By: Michael Pollaro | Monday, January 28, 2013

It's basic cause and effect. Monetary inflation causes economic busts. And the larger the monetary inflation, the larger the bust. As brilliantly explained by the Austrians (see here), monetary inflation distorts interest rate and price signals. As a consequence, businesses embark on projects and consumers make purchases and/or investment decisions that turn out to be mistakes, malinvestments if you will, that sooner or later must be liquidated. An apparent boom turns to bust.

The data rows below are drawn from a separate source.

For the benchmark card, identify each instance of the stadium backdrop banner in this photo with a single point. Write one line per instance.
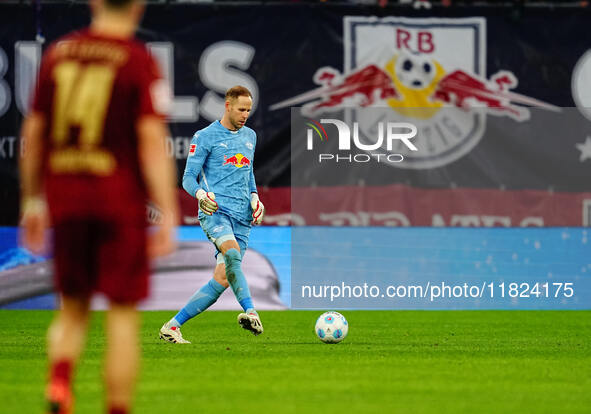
(508, 166)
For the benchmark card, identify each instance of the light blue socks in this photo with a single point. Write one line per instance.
(233, 261)
(201, 300)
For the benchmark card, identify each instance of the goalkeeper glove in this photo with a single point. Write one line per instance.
(258, 209)
(207, 202)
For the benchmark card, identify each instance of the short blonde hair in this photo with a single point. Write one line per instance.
(235, 91)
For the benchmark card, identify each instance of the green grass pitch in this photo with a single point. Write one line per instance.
(391, 362)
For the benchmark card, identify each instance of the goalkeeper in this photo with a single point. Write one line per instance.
(219, 173)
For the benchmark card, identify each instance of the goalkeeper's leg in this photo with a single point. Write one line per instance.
(206, 296)
(233, 260)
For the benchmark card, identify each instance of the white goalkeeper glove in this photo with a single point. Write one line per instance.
(207, 202)
(258, 209)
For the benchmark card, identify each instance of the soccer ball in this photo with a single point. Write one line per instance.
(331, 327)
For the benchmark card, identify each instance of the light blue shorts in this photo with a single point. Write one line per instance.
(220, 227)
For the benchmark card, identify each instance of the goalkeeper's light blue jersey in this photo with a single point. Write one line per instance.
(221, 161)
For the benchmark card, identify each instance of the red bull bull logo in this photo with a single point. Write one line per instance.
(428, 71)
(237, 160)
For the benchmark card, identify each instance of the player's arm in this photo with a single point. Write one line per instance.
(159, 173)
(198, 153)
(33, 208)
(258, 209)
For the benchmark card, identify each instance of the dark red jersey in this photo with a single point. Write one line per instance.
(92, 91)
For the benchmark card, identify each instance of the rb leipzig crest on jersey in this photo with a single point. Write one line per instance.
(427, 71)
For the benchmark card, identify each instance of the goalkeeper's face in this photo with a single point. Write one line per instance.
(238, 110)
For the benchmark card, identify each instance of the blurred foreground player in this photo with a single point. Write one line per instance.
(94, 149)
(219, 173)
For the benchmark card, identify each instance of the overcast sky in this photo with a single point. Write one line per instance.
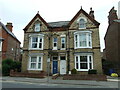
(20, 12)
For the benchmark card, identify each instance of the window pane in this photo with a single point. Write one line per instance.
(63, 45)
(40, 39)
(83, 58)
(37, 27)
(33, 66)
(55, 44)
(40, 59)
(55, 58)
(40, 45)
(83, 40)
(34, 39)
(34, 45)
(62, 58)
(55, 40)
(83, 66)
(62, 40)
(90, 59)
(39, 65)
(89, 38)
(33, 59)
(82, 23)
(90, 65)
(77, 62)
(77, 66)
(76, 40)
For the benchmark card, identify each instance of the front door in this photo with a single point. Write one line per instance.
(62, 67)
(55, 67)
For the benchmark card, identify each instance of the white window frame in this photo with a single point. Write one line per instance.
(88, 62)
(37, 62)
(55, 47)
(38, 36)
(0, 45)
(63, 43)
(84, 23)
(37, 27)
(88, 39)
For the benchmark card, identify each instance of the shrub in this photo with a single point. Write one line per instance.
(74, 71)
(92, 71)
(9, 64)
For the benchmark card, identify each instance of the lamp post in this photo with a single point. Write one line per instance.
(48, 68)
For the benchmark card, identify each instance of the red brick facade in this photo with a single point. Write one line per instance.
(112, 39)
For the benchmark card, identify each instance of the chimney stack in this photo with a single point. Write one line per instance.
(9, 26)
(119, 10)
(91, 13)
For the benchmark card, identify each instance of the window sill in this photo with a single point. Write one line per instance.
(82, 28)
(82, 69)
(35, 69)
(63, 49)
(83, 47)
(35, 49)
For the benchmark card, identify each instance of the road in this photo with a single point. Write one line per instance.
(14, 84)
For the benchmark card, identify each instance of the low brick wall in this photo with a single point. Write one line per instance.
(26, 74)
(85, 77)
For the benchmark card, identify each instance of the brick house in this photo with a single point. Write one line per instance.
(68, 44)
(10, 45)
(112, 39)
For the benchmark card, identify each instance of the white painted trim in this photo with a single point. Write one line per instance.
(38, 36)
(62, 43)
(29, 63)
(55, 48)
(85, 54)
(78, 39)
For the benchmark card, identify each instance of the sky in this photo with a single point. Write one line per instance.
(20, 12)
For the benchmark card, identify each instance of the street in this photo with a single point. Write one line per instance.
(23, 82)
(14, 84)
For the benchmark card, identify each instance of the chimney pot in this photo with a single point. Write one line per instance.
(91, 13)
(9, 26)
(119, 10)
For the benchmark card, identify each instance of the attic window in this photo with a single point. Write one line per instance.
(82, 23)
(37, 27)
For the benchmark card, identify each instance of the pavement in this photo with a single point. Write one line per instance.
(112, 82)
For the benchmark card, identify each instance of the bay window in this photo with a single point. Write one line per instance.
(54, 43)
(62, 42)
(82, 39)
(36, 42)
(35, 63)
(83, 62)
(82, 23)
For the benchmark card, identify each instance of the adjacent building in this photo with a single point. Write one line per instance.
(67, 44)
(9, 44)
(112, 39)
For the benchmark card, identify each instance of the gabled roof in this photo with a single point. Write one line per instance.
(8, 31)
(58, 24)
(82, 11)
(36, 16)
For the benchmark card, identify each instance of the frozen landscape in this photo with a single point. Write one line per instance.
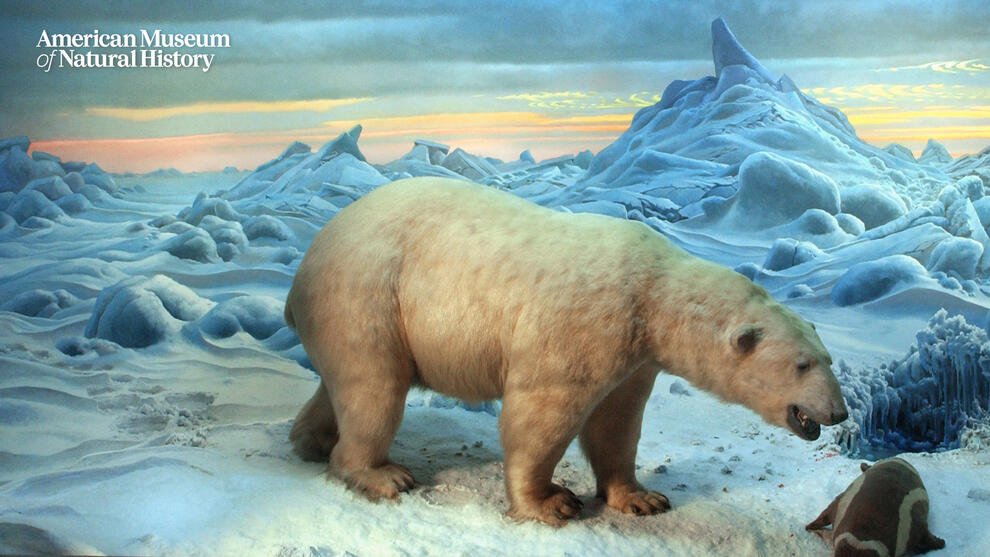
(148, 381)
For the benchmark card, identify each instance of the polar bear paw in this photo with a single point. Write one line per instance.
(385, 481)
(555, 509)
(639, 502)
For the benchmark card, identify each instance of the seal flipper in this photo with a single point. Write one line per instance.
(828, 515)
(929, 542)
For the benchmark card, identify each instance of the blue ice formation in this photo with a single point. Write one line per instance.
(869, 280)
(923, 401)
(38, 190)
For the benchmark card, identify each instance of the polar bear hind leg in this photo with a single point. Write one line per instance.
(314, 432)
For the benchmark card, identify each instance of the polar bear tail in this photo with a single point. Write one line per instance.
(287, 314)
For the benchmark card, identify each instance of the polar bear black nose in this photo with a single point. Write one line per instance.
(839, 416)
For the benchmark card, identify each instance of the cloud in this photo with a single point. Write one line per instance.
(929, 93)
(482, 123)
(197, 109)
(575, 100)
(950, 66)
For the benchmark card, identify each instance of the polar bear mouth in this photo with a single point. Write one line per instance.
(801, 424)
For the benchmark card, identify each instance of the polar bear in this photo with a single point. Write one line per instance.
(478, 294)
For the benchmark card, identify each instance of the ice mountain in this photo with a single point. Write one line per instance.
(691, 145)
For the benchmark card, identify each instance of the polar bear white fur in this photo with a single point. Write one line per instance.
(478, 294)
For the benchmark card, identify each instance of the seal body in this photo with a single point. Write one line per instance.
(883, 513)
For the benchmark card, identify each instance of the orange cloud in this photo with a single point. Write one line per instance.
(160, 113)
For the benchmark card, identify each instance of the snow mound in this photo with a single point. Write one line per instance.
(788, 252)
(300, 182)
(138, 311)
(935, 153)
(266, 226)
(726, 51)
(924, 401)
(204, 205)
(956, 257)
(773, 191)
(870, 280)
(691, 146)
(39, 190)
(873, 205)
(971, 187)
(32, 203)
(259, 316)
(40, 303)
(195, 244)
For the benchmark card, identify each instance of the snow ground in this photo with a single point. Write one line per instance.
(165, 429)
(182, 447)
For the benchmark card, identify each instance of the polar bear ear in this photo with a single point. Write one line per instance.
(746, 337)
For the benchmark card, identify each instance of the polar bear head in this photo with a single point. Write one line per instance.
(782, 370)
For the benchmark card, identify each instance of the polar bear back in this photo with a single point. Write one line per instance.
(479, 275)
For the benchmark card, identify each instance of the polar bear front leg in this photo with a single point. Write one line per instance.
(609, 440)
(536, 427)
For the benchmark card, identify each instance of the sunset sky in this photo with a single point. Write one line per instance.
(554, 77)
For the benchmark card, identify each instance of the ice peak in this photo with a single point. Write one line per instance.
(726, 51)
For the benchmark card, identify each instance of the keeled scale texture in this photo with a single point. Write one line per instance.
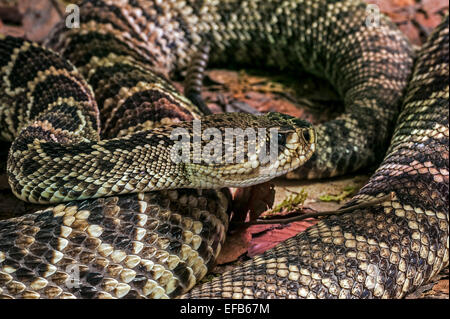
(380, 252)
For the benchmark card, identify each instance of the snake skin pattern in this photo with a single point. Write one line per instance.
(160, 244)
(380, 252)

Founded on Chairman Bernanke's QE-based money printing programs and now increasingly being driven by private bank money creation too, the US money supply is booming. TMS2 (TMS for True "Austrian" Money Supply), THE CONTRARIAN TAKE's broadest and preferred US money supply aggregate, posted another double digit year-over-year rate of increase in December, this one coming in at 11.2%. Give or take one or two basis points, that was the 49th consecutive month that TMS2 posted a double digit year-over-year rate of increase. This kind of monetary largesse says to us that an economic bust, and a pretty big one is in the offing. Indeed, the last time we saw anything even approaching a 49-month double digit rate string was the 36-month string that gave us the housing boom turn bust turn Great Recession.

US True Austrian Money Supply (TMS)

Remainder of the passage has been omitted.